The veteran defense lawyer cited a decision last month by the 9th U.S. Circuit Court of Appeals -- the highest court in the West -- that personal cultivation and use of medical marijuana in a state like California, which permits such activities, can be outside the control of federal authorities.

The appellate court's rationale would apply to those who grow their own pot or obtain it from local grower-caretakers without involving interstate commerce.

Serra insists that Davidson and Blake fit that profile.

Tehama County Assistant District Attorney Jonathan Skillman disputed Serra's characterization of Tuesday's events.

'Typically, this case would be taken by the federal government because it is multijurisdictional, in that the evidence was gathered in two counties, Tehama and Alameda,' Skillman said in a telephone interview. 'And, there has been a federal presence from the beginning. Federal agents were involved in the search (of Davidson's residence) in Alameda County.

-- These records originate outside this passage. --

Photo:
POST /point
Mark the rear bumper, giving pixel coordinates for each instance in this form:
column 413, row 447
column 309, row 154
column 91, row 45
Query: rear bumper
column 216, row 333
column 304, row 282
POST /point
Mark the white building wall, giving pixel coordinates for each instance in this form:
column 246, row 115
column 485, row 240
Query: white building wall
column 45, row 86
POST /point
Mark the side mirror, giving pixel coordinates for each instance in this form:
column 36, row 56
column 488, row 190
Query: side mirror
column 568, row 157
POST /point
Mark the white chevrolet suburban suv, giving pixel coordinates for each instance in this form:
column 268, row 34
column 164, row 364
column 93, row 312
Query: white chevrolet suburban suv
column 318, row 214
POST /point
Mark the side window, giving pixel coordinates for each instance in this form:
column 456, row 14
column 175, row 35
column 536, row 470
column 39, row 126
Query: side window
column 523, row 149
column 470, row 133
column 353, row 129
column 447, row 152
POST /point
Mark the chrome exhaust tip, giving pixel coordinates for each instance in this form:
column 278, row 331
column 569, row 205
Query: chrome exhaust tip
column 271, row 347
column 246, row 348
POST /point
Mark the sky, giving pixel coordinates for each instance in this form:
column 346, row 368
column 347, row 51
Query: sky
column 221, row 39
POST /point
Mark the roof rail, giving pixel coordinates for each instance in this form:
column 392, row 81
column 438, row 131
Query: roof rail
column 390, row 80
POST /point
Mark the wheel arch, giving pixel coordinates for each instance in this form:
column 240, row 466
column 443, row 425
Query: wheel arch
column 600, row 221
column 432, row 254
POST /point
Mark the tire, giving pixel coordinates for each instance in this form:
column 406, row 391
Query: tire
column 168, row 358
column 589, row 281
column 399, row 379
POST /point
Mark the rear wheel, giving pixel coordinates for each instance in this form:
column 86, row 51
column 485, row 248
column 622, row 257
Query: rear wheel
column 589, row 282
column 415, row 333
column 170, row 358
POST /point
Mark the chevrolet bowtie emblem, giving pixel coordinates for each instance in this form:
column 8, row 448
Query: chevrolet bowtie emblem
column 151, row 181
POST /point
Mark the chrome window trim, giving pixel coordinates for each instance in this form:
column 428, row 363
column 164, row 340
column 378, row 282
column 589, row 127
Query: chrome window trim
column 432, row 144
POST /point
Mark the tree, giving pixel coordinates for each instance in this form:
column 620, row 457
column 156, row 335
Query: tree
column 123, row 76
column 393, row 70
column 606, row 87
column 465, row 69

'There were more than 62 pounds of processed marijuana and 1,803 plants seized at the two locations. So, we were not too concerned about any kind of medical marijuana claim. They could have supplied the entire West Coast.'

The number of plants and amount of marijuana seized is contested by Serra and two other defense lawyers.

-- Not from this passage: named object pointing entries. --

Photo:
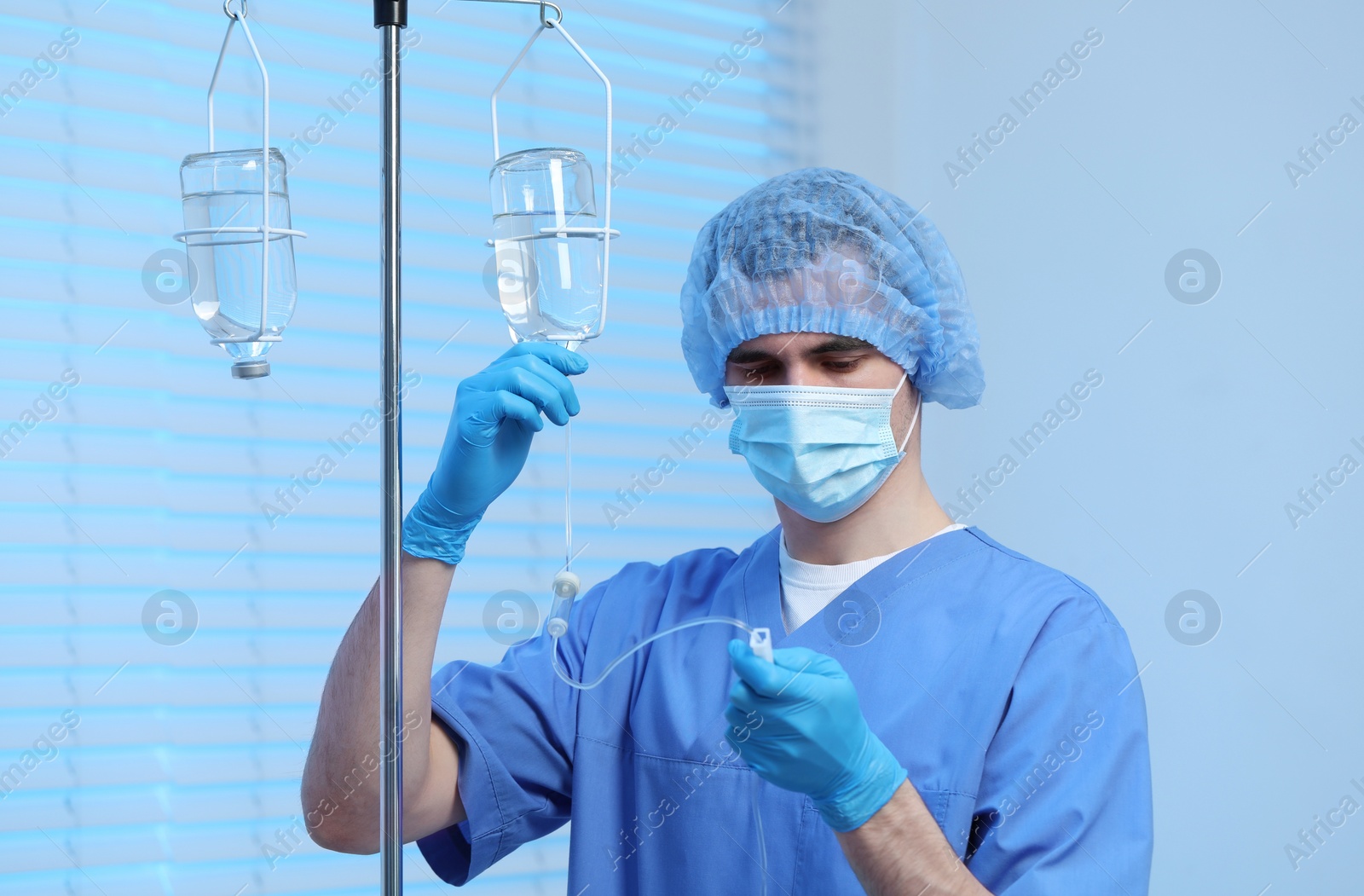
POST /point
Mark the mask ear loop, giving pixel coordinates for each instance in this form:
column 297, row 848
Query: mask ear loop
column 918, row 405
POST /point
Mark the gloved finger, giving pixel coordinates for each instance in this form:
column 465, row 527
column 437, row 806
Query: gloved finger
column 767, row 679
column 808, row 661
column 550, row 374
column 534, row 389
column 556, row 355
column 505, row 405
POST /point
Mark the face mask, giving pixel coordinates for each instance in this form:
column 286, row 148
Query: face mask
column 820, row 450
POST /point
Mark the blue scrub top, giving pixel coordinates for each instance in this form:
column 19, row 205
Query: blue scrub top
column 1006, row 688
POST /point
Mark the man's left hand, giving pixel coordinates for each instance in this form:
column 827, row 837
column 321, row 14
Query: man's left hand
column 797, row 723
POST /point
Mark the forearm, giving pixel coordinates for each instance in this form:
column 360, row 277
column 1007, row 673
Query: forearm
column 341, row 780
column 900, row 852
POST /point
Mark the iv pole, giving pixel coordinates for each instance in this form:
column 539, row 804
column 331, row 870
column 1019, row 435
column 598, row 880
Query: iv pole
column 390, row 16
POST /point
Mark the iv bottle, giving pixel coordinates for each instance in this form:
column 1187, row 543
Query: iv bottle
column 223, row 191
column 549, row 284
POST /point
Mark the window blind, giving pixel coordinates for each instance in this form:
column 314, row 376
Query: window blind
column 179, row 562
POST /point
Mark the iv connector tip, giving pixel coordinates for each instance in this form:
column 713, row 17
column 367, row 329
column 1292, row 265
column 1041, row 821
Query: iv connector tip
column 761, row 643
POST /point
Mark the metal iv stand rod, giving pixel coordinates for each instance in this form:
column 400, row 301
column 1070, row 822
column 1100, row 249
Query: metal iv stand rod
column 390, row 16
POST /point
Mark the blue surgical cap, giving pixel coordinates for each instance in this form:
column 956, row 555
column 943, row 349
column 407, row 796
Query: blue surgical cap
column 820, row 250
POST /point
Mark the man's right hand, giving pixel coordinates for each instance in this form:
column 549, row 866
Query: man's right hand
column 497, row 412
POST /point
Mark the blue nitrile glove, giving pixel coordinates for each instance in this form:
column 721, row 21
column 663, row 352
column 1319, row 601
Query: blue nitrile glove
column 797, row 723
column 495, row 413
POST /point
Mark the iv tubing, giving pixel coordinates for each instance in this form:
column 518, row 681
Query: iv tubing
column 568, row 681
column 737, row 623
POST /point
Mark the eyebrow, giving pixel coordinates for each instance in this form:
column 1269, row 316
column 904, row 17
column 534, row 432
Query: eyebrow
column 829, row 347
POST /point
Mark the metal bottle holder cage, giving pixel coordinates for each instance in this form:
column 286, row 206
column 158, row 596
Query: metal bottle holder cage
column 236, row 234
column 604, row 232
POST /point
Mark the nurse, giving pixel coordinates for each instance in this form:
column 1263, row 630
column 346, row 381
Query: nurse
column 943, row 715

Serra said the amount charged is 'ludicrous,' and was inflated to achieve the specter of a very long sentence and 'manipulate us into some kind of plea bargain. This is a political case, and it will be fought.'

Skillman confirmed the circumstances of the arrest but said the defense lawyers' presence 'would not have made a difference.'

Besides, he said, Davidson and Blake had no constitutional right to counsel in the federal case prior to their arraignment.

The pair were first arrested July 29 when Tehama County sheriff's deputies raided Blake's home in Red Bluff, where Davidson was visiting. When asked by officers if there was marijuana at his Oakland residence, Davidson told them there was.

'When I got home, the front door was standing open and the place had been ransacked,' he said Friday.